Ian D. Jones
The recent – and as of this writing, ongoing – fires burning across the state hit rather close to home for me when Christina Hanson, a Santa Rosa resident lost her life in the Tubbs fire. She wasn’t a relative or friend, but according to KTVU and other sources, she had spina bifida, the same disability I was born with.
I don’t know the circumstances of her death, but I imagine she was essentially blocked in by the fire and was eventually overcome by smoke. Her death really made me think: if I were in the same situation, would I meet the same fate, largely because of my mobility impairment?
On the other hand, I thought of Karl Mondon’s (a photojournalist on the San Jose Mercury News) photo of the aftermath of the Tubbs fire. The ghostly image depicts a wheelchair next to a burnt-out shell of a car, leading the viewer to question the whereabouts of the wheelchair user. The good news is she escaped the fire, with the help of a policeman.

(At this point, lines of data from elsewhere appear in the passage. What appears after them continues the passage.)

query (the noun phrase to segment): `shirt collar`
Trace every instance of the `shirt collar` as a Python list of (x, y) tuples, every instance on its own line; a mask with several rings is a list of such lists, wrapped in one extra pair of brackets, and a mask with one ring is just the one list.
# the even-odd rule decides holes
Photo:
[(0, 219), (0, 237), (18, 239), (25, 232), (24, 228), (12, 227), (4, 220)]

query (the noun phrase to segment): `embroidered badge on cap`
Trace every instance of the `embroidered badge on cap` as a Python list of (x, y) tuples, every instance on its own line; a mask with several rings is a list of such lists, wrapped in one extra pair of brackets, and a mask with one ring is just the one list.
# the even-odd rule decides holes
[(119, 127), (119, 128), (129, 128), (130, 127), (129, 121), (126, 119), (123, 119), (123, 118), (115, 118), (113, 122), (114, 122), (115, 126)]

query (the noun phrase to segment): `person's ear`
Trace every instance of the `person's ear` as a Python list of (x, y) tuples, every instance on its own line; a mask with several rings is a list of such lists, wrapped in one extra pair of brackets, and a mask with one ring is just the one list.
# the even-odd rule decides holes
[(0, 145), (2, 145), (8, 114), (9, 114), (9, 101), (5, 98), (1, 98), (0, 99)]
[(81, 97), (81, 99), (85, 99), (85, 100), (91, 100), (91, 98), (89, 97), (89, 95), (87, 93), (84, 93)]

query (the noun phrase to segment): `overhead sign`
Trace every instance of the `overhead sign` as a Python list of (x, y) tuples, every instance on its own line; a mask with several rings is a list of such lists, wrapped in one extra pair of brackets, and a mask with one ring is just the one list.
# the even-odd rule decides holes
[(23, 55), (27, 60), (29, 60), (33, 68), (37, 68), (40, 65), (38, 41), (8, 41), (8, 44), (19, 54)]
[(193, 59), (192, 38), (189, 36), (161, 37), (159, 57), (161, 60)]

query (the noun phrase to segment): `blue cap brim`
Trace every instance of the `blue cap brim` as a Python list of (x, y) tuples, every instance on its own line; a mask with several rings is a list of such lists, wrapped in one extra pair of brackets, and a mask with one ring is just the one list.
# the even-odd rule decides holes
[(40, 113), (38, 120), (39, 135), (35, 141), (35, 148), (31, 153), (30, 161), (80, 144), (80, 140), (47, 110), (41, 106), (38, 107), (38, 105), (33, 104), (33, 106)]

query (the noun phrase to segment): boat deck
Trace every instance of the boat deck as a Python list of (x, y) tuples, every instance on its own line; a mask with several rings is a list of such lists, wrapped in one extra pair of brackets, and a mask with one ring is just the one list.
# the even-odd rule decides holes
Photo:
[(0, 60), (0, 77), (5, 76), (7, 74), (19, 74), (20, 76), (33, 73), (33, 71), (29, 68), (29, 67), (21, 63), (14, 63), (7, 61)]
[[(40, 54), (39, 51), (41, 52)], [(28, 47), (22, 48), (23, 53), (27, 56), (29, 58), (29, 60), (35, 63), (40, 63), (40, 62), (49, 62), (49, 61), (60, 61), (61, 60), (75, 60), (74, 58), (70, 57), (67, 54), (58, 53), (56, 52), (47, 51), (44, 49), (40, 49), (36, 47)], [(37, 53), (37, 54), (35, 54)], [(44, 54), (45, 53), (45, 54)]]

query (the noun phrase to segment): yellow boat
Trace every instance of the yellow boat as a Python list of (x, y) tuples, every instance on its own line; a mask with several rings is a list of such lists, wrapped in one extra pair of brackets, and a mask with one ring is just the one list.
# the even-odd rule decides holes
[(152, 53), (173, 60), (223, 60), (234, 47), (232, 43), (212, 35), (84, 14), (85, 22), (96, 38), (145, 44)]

But with all the chaos that surrounds disasters like wildfires, escape isn’t a guarantee for anyone. It’s easy for anyone to get lost in the confusion. Being disabled adds an extra risk. According to the National Fire Prevention Association, “physical disability was identified as a contributing factor in an estimated … 15% of U.S. home fire deaths per year during 2007-2011 – and, as it’s been mentioned in this column before, the disabled make up approximately 19% of the U.S. population. I can only infer that most of the fire related deaths are those of disabled people.
We clearly, as a society, need to put our heads together and think about how to solve this, because nearly a quarter of the population is at risk. The problem is, I’m not exactly sure how we can fix the problem. There are safety guidelines, of course, but I wonder if they go far enough. My hunch is, they don’t, otherwise Ms. Hanson might still be alive.
I never really give any of this much regular thought, honestly. The most recent time was when the campus had the gun scare a couple of weeks ago. While I sat in the library with the lights out, it gave me plenty of time to reflect on how all sorts of disasters might impact me, if I were involved. I went through a similar reflection after 9/11. It wasn’t a fun mental process, but everyone should be prepared.